Most of the listed apparatus is designed specifically for distilling low boiling materials, such as alcohol – distilled out of wine or beer – and alcoholic cordials; water, as in medicinal waters or vegetable waters, such as water of chicory or water of melon; and the steam distillation of essential oils, like that of cinnamon or cloves. Much of the distillation apparatus is made of copper, which could not have been used for high temperatures or for distilling the corrosives common in early modern chymistry, but which was typical for making alcohols and waters – and in fact remains typical today for producing cognacs, brandies, and eaux-de-vie. The various small, portable furnaces are likewise geared especially to small-scale, low-temperature work such as the distillation of cordials and other medicines. Three further items point towards specifically pharmaceutical purposes: first, the "small wooden press," probably for pressing juices and oils out of fresh vegetable matter, second, the "small copper vyseken," namely a "physic cup" or "apothecary's cup" used for administering medicines, and third, the "alabaster mortar with a wooden pestle," which, being made of an extremely soft stone and wood, could be used for pulverizing only very soft materials such as green herbs.
This Distilleerkamer was thus used primarily for the manufacture of simple medicinal waters, cordials, and oils, presumably for the use of Ximenez's family and friends – perhaps most of all for his wife Isabel da Vega, who suffered a long illness.
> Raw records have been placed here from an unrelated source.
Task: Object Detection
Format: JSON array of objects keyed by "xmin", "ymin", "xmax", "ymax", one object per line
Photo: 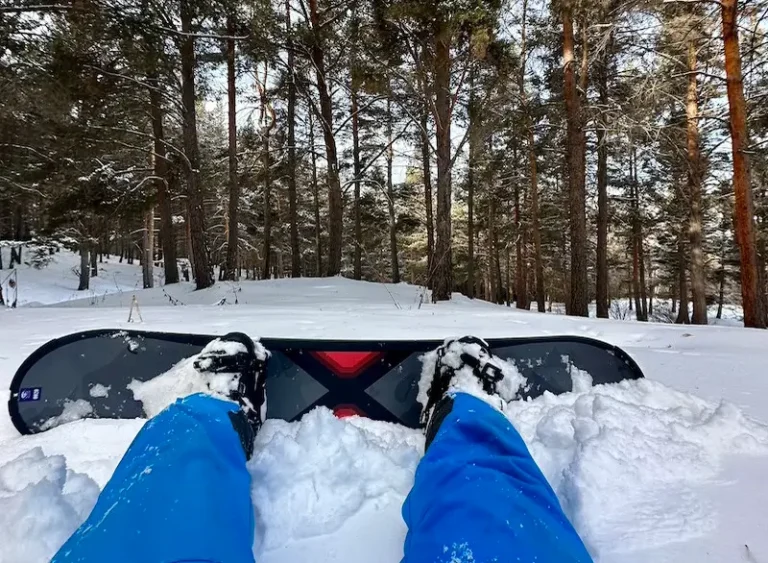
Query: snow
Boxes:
[
  {"xmin": 0, "ymin": 251, "xmax": 768, "ymax": 563},
  {"xmin": 40, "ymin": 399, "xmax": 93, "ymax": 430}
]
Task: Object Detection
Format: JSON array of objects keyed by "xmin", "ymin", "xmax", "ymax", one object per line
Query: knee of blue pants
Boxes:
[
  {"xmin": 403, "ymin": 393, "xmax": 592, "ymax": 563},
  {"xmin": 53, "ymin": 394, "xmax": 254, "ymax": 563}
]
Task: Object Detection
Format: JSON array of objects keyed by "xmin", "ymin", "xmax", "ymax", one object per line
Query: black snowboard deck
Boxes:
[{"xmin": 8, "ymin": 329, "xmax": 643, "ymax": 434}]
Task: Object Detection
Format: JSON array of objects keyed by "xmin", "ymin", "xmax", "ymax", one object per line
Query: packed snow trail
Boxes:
[
  {"xmin": 0, "ymin": 372, "xmax": 768, "ymax": 563},
  {"xmin": 0, "ymin": 270, "xmax": 768, "ymax": 563}
]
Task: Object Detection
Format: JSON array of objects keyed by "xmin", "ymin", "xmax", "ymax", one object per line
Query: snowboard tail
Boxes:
[{"xmin": 8, "ymin": 330, "xmax": 643, "ymax": 434}]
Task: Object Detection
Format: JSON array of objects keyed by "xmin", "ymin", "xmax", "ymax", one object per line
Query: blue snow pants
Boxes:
[{"xmin": 52, "ymin": 393, "xmax": 592, "ymax": 563}]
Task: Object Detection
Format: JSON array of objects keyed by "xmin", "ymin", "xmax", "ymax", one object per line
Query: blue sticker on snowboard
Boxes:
[{"xmin": 19, "ymin": 387, "xmax": 43, "ymax": 403}]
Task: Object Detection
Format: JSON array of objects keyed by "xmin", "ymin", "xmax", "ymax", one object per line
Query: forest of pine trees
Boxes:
[{"xmin": 0, "ymin": 0, "xmax": 768, "ymax": 327}]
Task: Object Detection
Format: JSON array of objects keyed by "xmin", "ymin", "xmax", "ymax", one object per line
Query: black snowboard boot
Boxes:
[
  {"xmin": 419, "ymin": 336, "xmax": 524, "ymax": 447},
  {"xmin": 195, "ymin": 332, "xmax": 269, "ymax": 459}
]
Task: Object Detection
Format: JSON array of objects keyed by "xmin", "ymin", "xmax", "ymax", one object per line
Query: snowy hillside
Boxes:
[{"xmin": 0, "ymin": 249, "xmax": 768, "ymax": 563}]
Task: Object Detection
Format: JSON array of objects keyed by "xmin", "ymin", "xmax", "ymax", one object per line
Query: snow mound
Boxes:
[
  {"xmin": 249, "ymin": 408, "xmax": 424, "ymax": 561},
  {"xmin": 0, "ymin": 448, "xmax": 99, "ymax": 563},
  {"xmin": 505, "ymin": 380, "xmax": 768, "ymax": 555}
]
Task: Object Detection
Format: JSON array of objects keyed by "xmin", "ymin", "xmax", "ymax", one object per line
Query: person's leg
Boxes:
[
  {"xmin": 403, "ymin": 340, "xmax": 592, "ymax": 563},
  {"xmin": 52, "ymin": 333, "xmax": 268, "ymax": 563},
  {"xmin": 52, "ymin": 394, "xmax": 254, "ymax": 563}
]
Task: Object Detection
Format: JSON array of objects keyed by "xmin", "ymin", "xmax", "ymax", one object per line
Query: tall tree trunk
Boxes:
[
  {"xmin": 386, "ymin": 95, "xmax": 400, "ymax": 283},
  {"xmin": 675, "ymin": 228, "xmax": 691, "ymax": 324},
  {"xmin": 685, "ymin": 37, "xmax": 707, "ymax": 325},
  {"xmin": 595, "ymin": 46, "xmax": 612, "ymax": 319},
  {"xmin": 518, "ymin": 0, "xmax": 546, "ymax": 313},
  {"xmin": 420, "ymin": 105, "xmax": 435, "ymax": 287},
  {"xmin": 148, "ymin": 75, "xmax": 179, "ymax": 285},
  {"xmin": 467, "ymin": 67, "xmax": 480, "ymax": 299},
  {"xmin": 259, "ymin": 69, "xmax": 274, "ymax": 280},
  {"xmin": 720, "ymin": 0, "xmax": 766, "ymax": 328},
  {"xmin": 77, "ymin": 241, "xmax": 91, "ymax": 299},
  {"xmin": 179, "ymin": 0, "xmax": 213, "ymax": 289},
  {"xmin": 432, "ymin": 18, "xmax": 453, "ymax": 302},
  {"xmin": 485, "ymin": 199, "xmax": 499, "ymax": 303},
  {"xmin": 309, "ymin": 111, "xmax": 323, "ymax": 277},
  {"xmin": 629, "ymin": 145, "xmax": 648, "ymax": 321},
  {"xmin": 562, "ymin": 0, "xmax": 589, "ymax": 317},
  {"xmin": 90, "ymin": 239, "xmax": 99, "ymax": 278},
  {"xmin": 513, "ymin": 182, "xmax": 528, "ymax": 309},
  {"xmin": 350, "ymin": 87, "xmax": 363, "ymax": 280},
  {"xmin": 717, "ymin": 265, "xmax": 725, "ymax": 319},
  {"xmin": 488, "ymin": 188, "xmax": 504, "ymax": 303},
  {"xmin": 141, "ymin": 206, "xmax": 155, "ymax": 289},
  {"xmin": 285, "ymin": 0, "xmax": 301, "ymax": 278},
  {"xmin": 309, "ymin": 0, "xmax": 344, "ymax": 276},
  {"xmin": 632, "ymin": 240, "xmax": 647, "ymax": 321},
  {"xmin": 222, "ymin": 13, "xmax": 240, "ymax": 281}
]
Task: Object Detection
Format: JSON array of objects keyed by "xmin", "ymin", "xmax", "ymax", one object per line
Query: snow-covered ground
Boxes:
[{"xmin": 0, "ymin": 245, "xmax": 768, "ymax": 563}]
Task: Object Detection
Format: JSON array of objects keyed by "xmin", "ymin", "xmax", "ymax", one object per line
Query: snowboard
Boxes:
[{"xmin": 8, "ymin": 330, "xmax": 643, "ymax": 434}]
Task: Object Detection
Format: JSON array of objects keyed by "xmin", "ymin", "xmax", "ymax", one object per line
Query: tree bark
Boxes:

In this sense it most resembles the distilling house in operation at the same time at El Escorial – although on a much smaller scale – and others at contemporaneous German princely courts. In the Meir house, therefore, the branch of seventeenth-century chymistry known as chemiatria (chymical medicine) was pursued – probably both traditional and perhaps Paracelsian as well – seemingly to the exclusion of the other main branch of the subject, chrysopoeia or metallic transmutation and improvement. It is possible, however, given the books on chrysopoeia in Ximenez's library, that there might have been another locus for such work than the Distilleerkamer, perhaps a fireplace hearth for small-scale experimentation elsewhere in the house.
Literature
Von Osten, Sigrid, ed. Das Alchemistenlaboratorium von Oberstockstall. Ein Fundkomplex des 16. Jahrhunderts aus Niederösterreich. Innsbruck: Universitätsverlag Wagner, 1998.
Soukup, Rudolf Werner, and Helmut Meyer. Alchemistisches Gold - paracelsistische Pharmaka. Vienna: Böhlau, 1997.
Principe, Lawrence M., and Lloyd DeWitt. Transmutations: Alchemy in Art. Philadelphia: Chemical Heritage Foundation, 2002.
Rankin, Alisha. Panaceia's Daughters: Noblewomen as Healers in Early Modern Germany. Chicago: University of Chicago Press, 2013.